The “plug in numbers” method is bullshit, but all the schools teach it. I don’t think that’s his question though…
“x² + 2x + 1”
To be able to simplify, your equation needs to be in the form a^2 + 2ab + b^2 which it already is. Now “a^2 + 2ab + b^2” simplifies into “(a+b)^2”, so looking at your equation, the root of x² is x and the root of 1 is 1. Thus you have (x+1)^2.

I dot know what your talking about. The quadradic formula is great for getting values of x that aren’t whole for polynomials with degrees of two. It doesn’t help in factoring at all, but if you already have x, why factor?

He’s asking someone to explain why “x² + 2x + 1” can be factored into “(x + 1)²” and how. He never asked anything about finding what x was, or how to use it in a program.

Solving Quadratic Equations (by brain):

You have to make one side equal zero. Because if one side is zero, one (or both) of the factors has to be zero. Then you find the 2 (or sometimes 1) value(s) of x, and you take the one you want.

1. If the equation is in the form (ax + b)^2 = 0

This means that ax + b = 0
-> ax = -b
-> x = (-b)/a

2. If the equation is in the form (ax + b)(cx + d) = 0

This means that either ax + b = 0 or cx + d = 0
First, assume ax1 + b = 0 (x1 and x2 are the possible values of x)
-> x1 = (-b)/a
and then cx2 + d = 0
-> x2 = (-d)/c

So now you have x1 and x2. But you only want one. This is where it comes down to common sense. (eg: can’t have negative amounts of people etc.) Look back to the situation.

3. If the equation is in the form ax^2 + bx + c = 0

You need to get this into factorised form.

Find two numbers (d and e) that match the following equations:
de = ac (and therefore: d/a = e/c, which is important later)
d+e = b

Now you can rearrange the formula to this:
ax^2 + dx + ex + c = 0

Factorise the first two terms, and the last two terms seperately:
ax^2 + dx = ax(x + d/a)
ex + c = e(x + c/e)

And because d/a = c/e (as shown above), we’ll make it easier by having f = d/a = c/e.
The new equations:
ax(x + f)
e(x + f)

And now to add them together again:
ax(x + f) + e(x + f) = 0
(ax + e)(x + f) = 0

Now continue with method #2 above.

4. For other equations

Rearrange into ax^2 + bx + c = 0, then use method #3.

Note: For programming purposes, use the quadratic formula.

It doesn’t take that long, and it’s the way that the formula you memorise was derived.

If you’re needing to solve quadratic equations for a game, be aware that there are numerical issues with one half of -b +/- sqrt(b^2 - 4ac) when 4ac is small. The way to handle this is to have a case split on the sign of b and then to use the fact that the product of the roots is c/a.

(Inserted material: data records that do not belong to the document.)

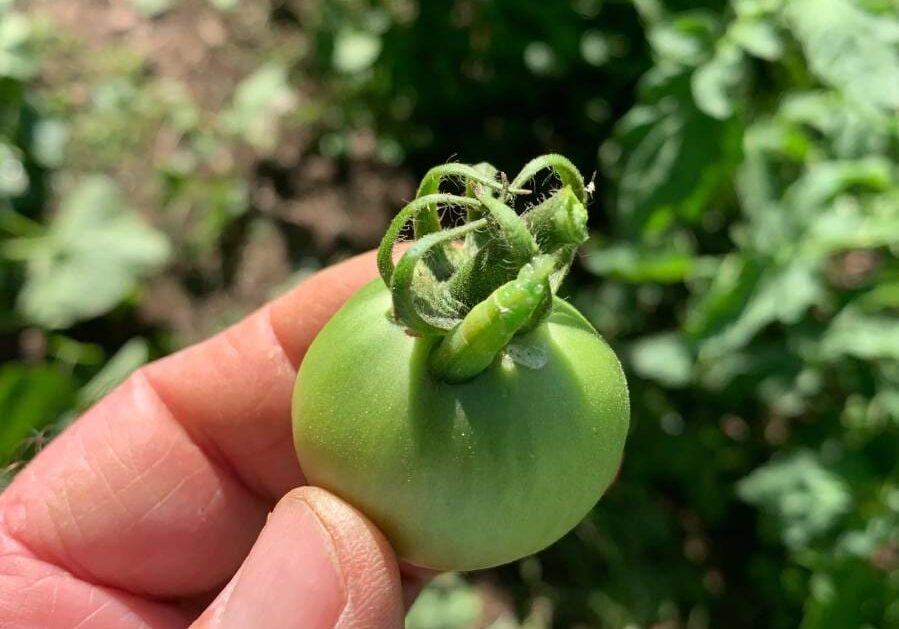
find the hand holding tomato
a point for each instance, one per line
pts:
(173, 500)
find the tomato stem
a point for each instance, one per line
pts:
(479, 284)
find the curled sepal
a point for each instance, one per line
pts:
(474, 343)
(442, 307)
(428, 221)
(562, 166)
(411, 212)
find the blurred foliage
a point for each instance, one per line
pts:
(743, 260)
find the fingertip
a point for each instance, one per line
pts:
(317, 564)
(374, 586)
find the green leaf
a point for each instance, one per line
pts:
(93, 255)
(50, 139)
(803, 497)
(685, 39)
(678, 163)
(849, 48)
(31, 398)
(715, 82)
(447, 602)
(355, 50)
(849, 594)
(224, 5)
(643, 265)
(13, 177)
(664, 358)
(130, 357)
(744, 298)
(152, 8)
(758, 37)
(17, 56)
(865, 336)
(258, 105)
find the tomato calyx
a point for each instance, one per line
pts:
(480, 283)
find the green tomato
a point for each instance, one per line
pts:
(460, 476)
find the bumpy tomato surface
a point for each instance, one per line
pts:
(460, 476)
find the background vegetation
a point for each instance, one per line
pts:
(166, 166)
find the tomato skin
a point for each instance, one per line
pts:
(460, 476)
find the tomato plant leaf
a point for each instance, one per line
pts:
(89, 260)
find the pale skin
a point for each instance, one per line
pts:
(178, 500)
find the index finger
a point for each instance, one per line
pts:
(161, 488)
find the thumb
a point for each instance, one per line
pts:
(317, 564)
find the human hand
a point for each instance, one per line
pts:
(139, 513)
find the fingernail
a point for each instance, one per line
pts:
(292, 577)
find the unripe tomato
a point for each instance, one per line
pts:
(460, 476)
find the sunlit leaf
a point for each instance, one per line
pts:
(757, 37)
(664, 358)
(258, 105)
(715, 83)
(130, 356)
(355, 50)
(93, 254)
(849, 48)
(744, 298)
(800, 494)
(152, 8)
(865, 336)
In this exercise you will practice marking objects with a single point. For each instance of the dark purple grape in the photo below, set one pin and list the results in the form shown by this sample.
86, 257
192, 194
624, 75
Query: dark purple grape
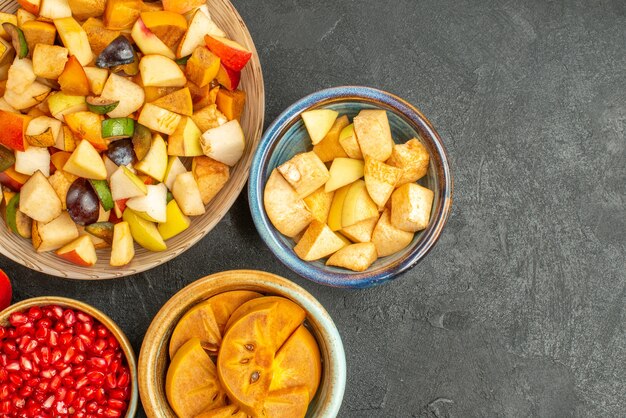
83, 204
121, 152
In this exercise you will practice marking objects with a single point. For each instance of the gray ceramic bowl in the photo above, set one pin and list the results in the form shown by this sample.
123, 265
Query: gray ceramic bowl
287, 136
154, 360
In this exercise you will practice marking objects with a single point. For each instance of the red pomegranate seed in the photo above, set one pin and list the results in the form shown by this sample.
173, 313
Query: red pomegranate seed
16, 319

Completing the square is way easier if the variable a in the quadratic equation does not have coefficients, e.g. x² + 3x + 2. Then it’s by far way simpler than having to write out the whole quadratic formula and solve it. But if you have a coefficient for the variable a, it takes way too long.

Ah, I understand now. I guess just the way you worded it made me think differently.

Not necessarily true. The multiples of the coefficient of “a” you can plugin on the left of a matrix - and the multiples of “c” you can plug in on the right. For example: 5x² + 12x + 4

5|2

1|2

Cross multiply and add 52 + 21 = 12. Which means this is the solution, because it equals the coefficient of x (middle term) - to convert into 2 binomials just do (5x + 2)(x + 2). Obviously, you still have to plug in some numbers, but this way is a lot faster.